Discovery News ha rilanciato la notizia in lingua inglese sul palcoscenico internazionale e il tam tam s’è diffuso dal Giappone alla Russia, dagli USA all’India. Presto finiranno nelle sale del museo archeologico di Modena, al pubblico la libertà di costruire la loro storia. Di fantasticare su un amore capace di  superare anche la morte.

Perché quello che antropologi ed archeologi hanno sono “solo” dati scientifici. Rinvenuti nel 2009 durante gli scavi effettuati dalla soprintendenza in Viale Ciro Menotti, a Modena, i due scheletri arrivano direttamente dall’età tardo romana. La posizione nella quale sono stati tramandati  all’eternità è struggente: il capo della donna è rivolto verso quello dell’uomo che a sua volta doveva guardarla (osservando le vertebre del collo gli antropologi hanno rilevato una rotazione post sepoltura del capo dell’uomo).
Non erano ragazzi, gli amanti di Modena, ma neppure troppo maturi: “adulti”, ipotizzano gli scienziati da una prima analisi dei resti. Indagini più approfondite, affidate all’antropologo Giorgio Gruppioni (direttore del laboratorio di Antropologia, Dipartimento di Storie e Metodi per la Conservazione dei Beni Culturali dell’Università di Bologna – sede di Ravenna), diranno con un margine minimo di errore quanti anni avessero e forse anche come e perché sono morti.
Nel frattempo restano i dettagli scientifici di un ritrovamento che, prima ancora del mondo, ha emozionato gli archeologi stessi che l’hanno effettuato.
L’uomo ha il palmo rivolto verso l’alto, a reggere quello femminile rivolto verso il basso: è stata quindi confermata la prima impressione che i due si tenessero effettivamente per mano, e che siano stati sepolti contemporaneamente.
L’anello, che inizialmente gli archeologi avevano attribuito alla mano femminile, appartiene invece a quella maschile: è un monile in bronzo che qualifica l’uomo come cives romanus.

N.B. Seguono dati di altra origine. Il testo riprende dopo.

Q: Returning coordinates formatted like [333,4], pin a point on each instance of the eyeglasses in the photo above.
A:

L’uomo tiene la mano destra della donna con la propria sinistra. Questo è un dettaglio che “fotografa” un momento intimo e del tutto privato. Contrariamente al gesto ufficiale della dextrarum iunctio (l’unione delle mani destre di sposo e sposa come rievocazione del rito nuziale), qui si è scelto un gesto assolutamente “quotidiano”, a suggerire la dimensione privata delle ragioni che hanno portato a questa peculiare doppia deposizione.
Gli archeologi fanno notare che se le sepolture doppie (bisome) sono di per sé piuttosto rare, e rarissime quelle che denunciano il chiaro intento di traslare oltre la morte uno stretto rapporto sentimentale, sono di fatto inesistenti e senza precedenti, a quanto ne sappiamo finora, quelle in cui i due amanti si tengono per mano.

Nel 2007 commosse il mondo la tomba di Valdaro di Mantova, di epoca neolitica, con gli amanti stretti in un abbraccio, seguita un anno dopo da un’analoga scoperta, di epoca ancora più antica, presso Diyarbakir, nella Turchia sudorientale. Se questi antichissimi corpi congiunti paiono quasi anticipare gli abbracci dei famosissimi sarcofagi bisomi etruschi, con lo sposo che avvolge col suo braccio le spalle della sposa, la sepoltura rinvenuta a Modena offre invece un’immagine al momento inedita. La rappresentazione non dell’abbraccio ma del prendersi per mano, di un gesto privo di rilevanza pubblica ma al contrario intimo e quotidiano, è ciò che rende questa scoperta eccezionale.

L’augurio del soprintendente Filippo Maria Gambari e degli archeologi della soprintendenza per i Beni Archeologici dell’Emilia-Romagna, Luca Mercuri e Donato Labate, è che l’accertamento della causa di morte possa spiegare i motivi di questa suggestiva anomalia.
In ogni caso, la direttrice il museo Civico Archeologico di Modena, Ilaria Pulini, si è già dichiarata disponibile a esporre la coppia nelle sale del museo.